Katie Bentley: "Untangling the complex dynamics of biological pathways in health or disease is almost impossible to do in ones' head. Computer Simulations are an easy way to watch the process unfold in front of you to identify new lines of enquiry. It was electrifying to see those first unexpected synchronized fluctations and expanding vessels in our high VEGF simulations, and after the dedication of a team of biologists over many years, performing, sometimes gruelingly long experiments! We can see that putting model predictions to the test, a feat still rare even with growing computational studies, can truly lead biology in new directions."
Holger Gerhardt (VIB/KU Leuven/Cancer Research UK/ MDC/BIH Berlin): "The ability to study fluctuations of gene expression live is fascinating, but requires complicated gene editing and transgenic approaches. Whilst this worked OK in the case of our embryonic stem cell derived cultures, the fact that dynamic signals don't accumulate made it very hard to actually detect the low level signals in the tissue in vivo. We will need better, brighter reporters, whilst maintaining their ability to degrade rapidly, in order to watch this behavior unfold in real time in living organisms. This is one aspect we are working on now."
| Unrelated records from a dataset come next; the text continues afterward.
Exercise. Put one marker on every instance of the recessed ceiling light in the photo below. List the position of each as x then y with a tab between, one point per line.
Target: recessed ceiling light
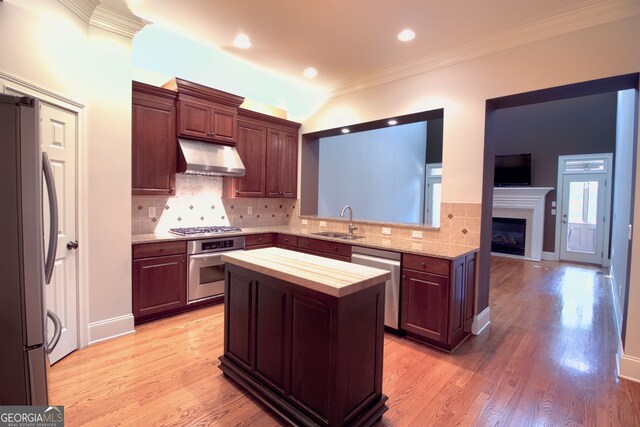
242	41
406	35
310	72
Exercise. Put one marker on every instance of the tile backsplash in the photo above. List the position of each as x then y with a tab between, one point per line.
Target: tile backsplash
459	225
198	202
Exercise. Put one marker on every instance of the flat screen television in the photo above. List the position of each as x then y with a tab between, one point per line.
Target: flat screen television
512	170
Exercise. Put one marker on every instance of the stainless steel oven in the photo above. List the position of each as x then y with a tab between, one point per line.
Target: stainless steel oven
206	269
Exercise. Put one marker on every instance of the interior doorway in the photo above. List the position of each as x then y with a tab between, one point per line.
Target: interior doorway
584	204
610	84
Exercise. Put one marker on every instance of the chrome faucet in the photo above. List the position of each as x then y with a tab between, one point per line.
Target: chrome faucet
351	226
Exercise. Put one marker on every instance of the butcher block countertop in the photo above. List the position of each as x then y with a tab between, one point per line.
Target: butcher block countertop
331	277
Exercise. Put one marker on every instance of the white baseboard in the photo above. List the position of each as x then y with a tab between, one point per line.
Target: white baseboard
514	256
550	256
629	368
110	328
481	321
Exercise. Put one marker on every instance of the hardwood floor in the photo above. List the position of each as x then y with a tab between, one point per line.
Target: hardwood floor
548	358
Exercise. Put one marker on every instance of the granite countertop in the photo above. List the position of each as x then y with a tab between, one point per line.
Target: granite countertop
412	246
331	277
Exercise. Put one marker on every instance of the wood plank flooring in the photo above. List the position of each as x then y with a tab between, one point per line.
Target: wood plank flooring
548	358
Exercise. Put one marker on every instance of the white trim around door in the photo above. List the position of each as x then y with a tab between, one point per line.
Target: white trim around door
13	84
599	168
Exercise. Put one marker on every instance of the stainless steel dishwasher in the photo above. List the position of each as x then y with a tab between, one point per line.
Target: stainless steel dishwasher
389	261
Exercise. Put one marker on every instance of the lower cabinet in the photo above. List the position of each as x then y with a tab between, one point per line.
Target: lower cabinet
314	358
438	299
159	285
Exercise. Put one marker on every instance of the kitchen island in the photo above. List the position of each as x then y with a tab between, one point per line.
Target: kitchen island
304	335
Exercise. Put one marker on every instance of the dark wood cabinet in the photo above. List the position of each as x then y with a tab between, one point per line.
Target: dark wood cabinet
252	148
205	113
268	147
437	303
313	358
154	146
282	161
205	121
425	303
159	282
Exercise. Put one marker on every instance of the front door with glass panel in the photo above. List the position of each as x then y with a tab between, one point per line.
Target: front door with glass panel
582	221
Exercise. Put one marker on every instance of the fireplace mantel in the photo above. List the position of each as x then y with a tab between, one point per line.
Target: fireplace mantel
527	203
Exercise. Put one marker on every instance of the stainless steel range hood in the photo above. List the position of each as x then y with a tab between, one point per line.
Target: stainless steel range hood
206	158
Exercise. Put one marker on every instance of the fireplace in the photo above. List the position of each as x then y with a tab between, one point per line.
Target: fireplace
508	235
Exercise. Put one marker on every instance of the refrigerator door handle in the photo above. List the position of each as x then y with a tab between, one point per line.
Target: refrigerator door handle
57	324
53	215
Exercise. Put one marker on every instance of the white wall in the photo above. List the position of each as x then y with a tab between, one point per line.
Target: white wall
379	173
46	45
462	90
625	127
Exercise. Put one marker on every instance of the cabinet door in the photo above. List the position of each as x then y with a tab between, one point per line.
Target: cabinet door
239	312
194	120
289	166
223	125
252	148
159	284
457	285
271	335
469	291
154	148
425	305
272	186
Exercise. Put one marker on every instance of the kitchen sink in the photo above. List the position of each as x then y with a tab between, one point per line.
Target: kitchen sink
337	235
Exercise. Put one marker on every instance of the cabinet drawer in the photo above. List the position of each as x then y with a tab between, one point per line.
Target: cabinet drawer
288	240
325	246
426	264
147	250
258	239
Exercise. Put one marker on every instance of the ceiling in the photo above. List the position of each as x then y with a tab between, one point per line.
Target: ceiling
346	40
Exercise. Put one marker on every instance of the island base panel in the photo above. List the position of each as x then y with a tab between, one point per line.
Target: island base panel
372	414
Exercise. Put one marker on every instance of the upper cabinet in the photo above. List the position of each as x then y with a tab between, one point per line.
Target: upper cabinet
268	147
153	140
282	162
205	113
Questions for the future….
One area of intense research that is related to this finding is the integration of chemical signals or cell-cell communication with physical signals. Blood vessels are under constant strain and stretch, both by blood pressure and blood flow.
Holger Gerhardt (VIB/KU Leuven/Cancer Research UK/ MDC/BIH Berlin): "Although we know that these effects play an important role in changing vessel size in adaptation to changing flow conditions, the mechanisms are poorly understood. We will now need to understand how the VEGFA-Dll4-Notch pathway and dynamic behavior of it integrate or intersect with signals that derive from blood flow and its physical properties."